To summarise the findings up to here:
The north part of NYC has significantly high density of self-initiated SQF that did not result in an actual arrest. Moran’s I and Getis Ord analysis showed that there are statistically significant hostspots in this part, so this part was chosen for a deep dive.
In very high proportion of these cases (~50%), the suspects were black. As the proportion of the black population in NYC is much lower than that, it is possible to hypothesize there may be some bias in police officers when they self-initiate SQF.
Clustering analysis showed that many of the identified clusters are located near public spaces (i.e. certain side of a park, near major connecting bridges with other parts of NY, and major streets). This information is not enough to conclude why clusters are tending to occur at these locations, but it is possible to hypothesize that these could be because of generally higher crime rates near these locations and high concentration of officers located nearby.
Going forward, further analyses to verify these hypotheses should be conducted to verify whether the SQF cases are biased for certain characteristics of suspects (especially race), and why that might be (officers’ bias, high population density of certain demographics in high crime rate area, etc.). The results of this would be helpful in understanding how SQF policy can be improved to remove potential bias, and also to support certain demographics if significant discrepancy with addressable reasons is found.
This section summarises major findings with visuals.
The data points with self-initiated SQF that did not result in arrest are selected as the study target. This is to understand if there are spatial patterns and suspect characteristics pattern for unnecessary SQF (assuming that non-arrest cases = unnecessary SQF), which was conducted by an individual officer’s judgment.

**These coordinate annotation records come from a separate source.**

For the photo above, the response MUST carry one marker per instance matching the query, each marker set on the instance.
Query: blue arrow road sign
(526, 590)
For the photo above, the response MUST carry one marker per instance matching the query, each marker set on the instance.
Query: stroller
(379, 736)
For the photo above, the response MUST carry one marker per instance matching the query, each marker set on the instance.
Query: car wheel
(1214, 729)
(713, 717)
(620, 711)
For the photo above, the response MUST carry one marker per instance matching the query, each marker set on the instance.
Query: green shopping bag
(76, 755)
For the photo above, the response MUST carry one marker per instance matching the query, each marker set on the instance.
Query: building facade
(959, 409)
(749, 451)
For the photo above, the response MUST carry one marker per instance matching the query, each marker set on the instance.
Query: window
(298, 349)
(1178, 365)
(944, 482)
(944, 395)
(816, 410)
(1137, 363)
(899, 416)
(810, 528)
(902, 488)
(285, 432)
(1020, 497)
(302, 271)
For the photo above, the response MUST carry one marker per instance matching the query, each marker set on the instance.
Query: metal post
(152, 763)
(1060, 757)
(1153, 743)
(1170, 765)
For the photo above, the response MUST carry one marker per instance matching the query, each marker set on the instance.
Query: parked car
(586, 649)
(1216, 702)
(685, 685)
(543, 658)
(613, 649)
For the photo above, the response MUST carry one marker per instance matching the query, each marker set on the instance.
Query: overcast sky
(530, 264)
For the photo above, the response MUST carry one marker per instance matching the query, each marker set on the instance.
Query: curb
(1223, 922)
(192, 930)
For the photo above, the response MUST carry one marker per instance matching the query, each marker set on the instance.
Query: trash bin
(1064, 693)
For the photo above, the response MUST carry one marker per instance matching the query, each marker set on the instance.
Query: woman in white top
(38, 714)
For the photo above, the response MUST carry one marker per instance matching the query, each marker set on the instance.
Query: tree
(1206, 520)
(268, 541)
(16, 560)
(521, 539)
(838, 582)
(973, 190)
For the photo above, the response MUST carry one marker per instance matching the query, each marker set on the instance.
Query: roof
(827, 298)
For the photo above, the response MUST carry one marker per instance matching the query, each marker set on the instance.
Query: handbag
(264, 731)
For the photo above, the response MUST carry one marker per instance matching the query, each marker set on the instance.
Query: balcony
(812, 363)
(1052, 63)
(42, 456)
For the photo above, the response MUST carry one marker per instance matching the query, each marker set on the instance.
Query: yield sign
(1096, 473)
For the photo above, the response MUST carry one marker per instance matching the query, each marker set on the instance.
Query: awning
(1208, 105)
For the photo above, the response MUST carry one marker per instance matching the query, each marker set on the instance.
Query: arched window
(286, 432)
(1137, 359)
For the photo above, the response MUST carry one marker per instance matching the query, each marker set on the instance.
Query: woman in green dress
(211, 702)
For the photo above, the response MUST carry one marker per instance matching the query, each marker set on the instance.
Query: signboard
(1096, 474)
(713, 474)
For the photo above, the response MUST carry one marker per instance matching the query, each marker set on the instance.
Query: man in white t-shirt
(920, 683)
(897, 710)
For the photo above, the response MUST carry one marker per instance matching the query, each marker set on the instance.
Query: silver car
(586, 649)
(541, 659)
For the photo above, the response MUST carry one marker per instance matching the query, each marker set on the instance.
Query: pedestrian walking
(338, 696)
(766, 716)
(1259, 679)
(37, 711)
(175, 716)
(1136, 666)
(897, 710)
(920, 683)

Below bar chart shows that it is likely there is certain racial bias for unnecessary SQF. This signifies the importance of this study for improvement in SQF policy.
#bar chart for racial breakdown
ggbar
With above information in mind, spatial analysis of unnecessary SQF is conducted. The whole of NYC was investigated first to see if there are certain areas with hot spot, that spans across police district, as those are the pattern that needs investigation by the overlooking authority that is NYC police department.

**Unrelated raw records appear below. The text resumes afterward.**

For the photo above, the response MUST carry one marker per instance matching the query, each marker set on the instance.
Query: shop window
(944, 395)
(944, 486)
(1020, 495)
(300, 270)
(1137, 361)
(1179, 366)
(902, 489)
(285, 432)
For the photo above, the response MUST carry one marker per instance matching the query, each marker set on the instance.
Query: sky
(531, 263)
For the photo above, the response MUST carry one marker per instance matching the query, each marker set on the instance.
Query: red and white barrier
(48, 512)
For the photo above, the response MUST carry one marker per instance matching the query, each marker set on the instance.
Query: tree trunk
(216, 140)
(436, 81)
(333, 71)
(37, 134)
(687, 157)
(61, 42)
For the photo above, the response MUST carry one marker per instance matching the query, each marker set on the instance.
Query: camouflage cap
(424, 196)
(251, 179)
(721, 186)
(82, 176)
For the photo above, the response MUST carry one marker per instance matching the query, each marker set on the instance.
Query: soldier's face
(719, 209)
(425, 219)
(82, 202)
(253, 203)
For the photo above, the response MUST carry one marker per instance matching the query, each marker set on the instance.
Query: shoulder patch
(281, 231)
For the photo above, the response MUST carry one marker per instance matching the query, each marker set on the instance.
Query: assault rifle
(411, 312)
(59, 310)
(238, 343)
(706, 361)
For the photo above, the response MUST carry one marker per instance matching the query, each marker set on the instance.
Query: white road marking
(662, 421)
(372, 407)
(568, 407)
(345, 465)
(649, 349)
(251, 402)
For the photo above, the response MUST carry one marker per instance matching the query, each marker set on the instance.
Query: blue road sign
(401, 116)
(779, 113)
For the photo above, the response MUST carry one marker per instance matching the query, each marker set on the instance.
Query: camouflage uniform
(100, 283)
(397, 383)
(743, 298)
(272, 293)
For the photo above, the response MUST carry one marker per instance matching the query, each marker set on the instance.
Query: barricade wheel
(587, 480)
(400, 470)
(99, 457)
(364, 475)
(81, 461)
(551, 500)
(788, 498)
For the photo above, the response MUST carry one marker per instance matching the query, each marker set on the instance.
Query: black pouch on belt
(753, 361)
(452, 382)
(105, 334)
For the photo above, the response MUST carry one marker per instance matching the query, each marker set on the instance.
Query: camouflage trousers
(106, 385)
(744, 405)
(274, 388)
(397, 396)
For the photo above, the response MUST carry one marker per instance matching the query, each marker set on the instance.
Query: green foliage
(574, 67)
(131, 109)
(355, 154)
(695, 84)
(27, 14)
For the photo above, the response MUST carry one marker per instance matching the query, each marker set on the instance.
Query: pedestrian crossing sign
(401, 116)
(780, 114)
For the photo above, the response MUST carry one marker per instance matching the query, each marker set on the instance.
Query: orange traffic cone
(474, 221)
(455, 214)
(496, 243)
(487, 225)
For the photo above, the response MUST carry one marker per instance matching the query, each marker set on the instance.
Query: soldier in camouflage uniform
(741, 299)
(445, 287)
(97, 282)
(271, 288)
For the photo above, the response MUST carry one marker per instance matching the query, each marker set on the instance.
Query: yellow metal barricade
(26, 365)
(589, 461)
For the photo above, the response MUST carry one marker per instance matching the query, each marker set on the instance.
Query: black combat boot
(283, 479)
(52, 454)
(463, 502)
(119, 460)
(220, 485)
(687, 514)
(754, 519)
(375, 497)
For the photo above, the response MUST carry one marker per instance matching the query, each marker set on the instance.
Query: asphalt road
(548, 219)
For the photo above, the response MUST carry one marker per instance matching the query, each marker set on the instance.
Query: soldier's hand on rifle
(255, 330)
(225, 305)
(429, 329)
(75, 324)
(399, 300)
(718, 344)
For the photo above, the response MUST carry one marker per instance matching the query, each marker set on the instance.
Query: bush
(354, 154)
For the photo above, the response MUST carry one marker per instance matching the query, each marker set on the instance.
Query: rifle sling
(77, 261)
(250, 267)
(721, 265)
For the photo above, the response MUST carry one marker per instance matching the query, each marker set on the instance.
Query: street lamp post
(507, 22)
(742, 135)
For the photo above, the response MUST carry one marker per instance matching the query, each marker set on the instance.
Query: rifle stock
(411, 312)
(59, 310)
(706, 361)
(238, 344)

#defining the bounding box for the deep-dive
zoom <- master_data_subset %>%
st_bbox() %>%
st_as_sfc()
#density map for final output
tm_density_2 <- tm_shape(master_data) +
tm_polygons("density", style="jenks", palette="PuBu",
midpoint=NA, title = "Unnecessary SQF/m^2")+
tm_shape(zoom)+
tm_borders(col = "grey40", lwd = 1.5)+
tm_credits("deep dive area", position = c(0.13, 0.4), size = 1.2)+ #explain what the box means
tm_layout(frame=FALSE,
bg.color = "transparent", title = "Density of unnecessary SQF", title.size = 1.2)
#General G map for final output
tm_general_2 <- tm_shape(master_data)+
tm_polygons("density_Gz", style = "fixed", breaks = breaks,
palette = GeneralColours, midpoint=NA, title = "Z score")+
tm_shape(zoom)+
tm_borders(col = "grey40", lwd = 3)+
tm_compass(north=0, position=c(0.85, 0.75))+
tm_layout(frame=FALSE,
bg.color = "transparent", title = "Getis Ord General G", title.size = 1.2)
#Moran's I map for final output
tm_moran_2 <- tm_shape(master_data)+
tm_polygons("density_Iz", style = "fixed", breaks = breaks,
palette = MoranColours, midpoint=NA, title = "Z score")+
tm_scale_bar(position=c(0.5, 0.07))+
tm_credits("Data from: NYPD (2019)", position = c(0.5, 0.))+
tm_shape(zoom)+
tm_borders(col = "grey40", lwd = 3)+
tm_layout(frame=FALSE,
bg.color = "transparent", title = "Moran's I", title.size = 1.2)
tmap_mode("plot")
tmap_arrange(tm_density_2, tm_general_2, tm_moran_2, ncol=2)
The density map shows that unnecessary SQF have higher density in the north part of NYC and center of bottom island. Getis Ord and Moran’s I confirm that the nort part of NYC is exhibiting high degree of autocorrelation with high density values.
The deep dive into these areas (bounded by gray box) are then conducted with DBSCAN. Arbitrary chosen scale of 200 m from a point to define a cluster, some major clusters and smaller clustter patterns are identified and mapped on a base map:
#Mapping the cluster results together
main <- autoplot.OpenStreetMap(basemap_NAD83) +
geom_point(data = sqf_subset_df, aes(coords.x1, coords.x2, colour = dbcluster, fill=dbcluster))+
geom_polygon (data = chulls, aes(coords.x1, coords.x2, group=dbcluster, fill=dbcluster, alpha = 0.5))
main
This output shows that there are two distinct types of clusters: one is large cluster type, exemplified by north-east side of the Central Park and around the bridges connecting to Brooklyn; the other is smaller cluster type located along a major road such as the Broadway.
These findings show that there are distinct patterns both in terms of suspect characteristics and spatial patterns. In order to utilise this analysis result for policy improvement, further analyses are essential in finding out the reasons behind these patterns in unnecessary SQF. The author suggests below analyses as the next steps:
A. Identify why unnecessary SQF occurs near large public spaces and along major streets. This can be done through using data such as necessary SQF (resulted in arrest), crime rate, and police-officer location, and finding out which of the aspect is correlated with the unnecessary SQF frequency.
B. Identify why certain characteristics of suspects are likely to experience unnecessary SQF. Exploring the frequency of unnecessary SQF experienced by certain demographics and the discrepancy compared to the overall population in terms of time of the day, police officer characteristics, and spatial locations would be useful.
C. Based on #A and #B, identify improvement in SQF policy that can reduce the attribute and location bias in unnecessary SQF. These results can be utilised in creating a policing plan like the one by Cleveland (https://www.apccs.police.uk/media/5381/pcc-crime-plan-2018-2020-spread-high-res.pdf), and could include police officer education, stricter reporting policy, and police accountability as well as investment in an improvement of certain locations in NYC.
Other analyses to recommend include finding out how ‘accurate’ SQF is at certain police district by conducting autocorrelation analysis (section 3) with (# of unnecessary SQF/ # of all SQF), and potentially conducting regression analyses with factors such as socioeconomic factors of residents, police officer characteristics, and frequency of visitors.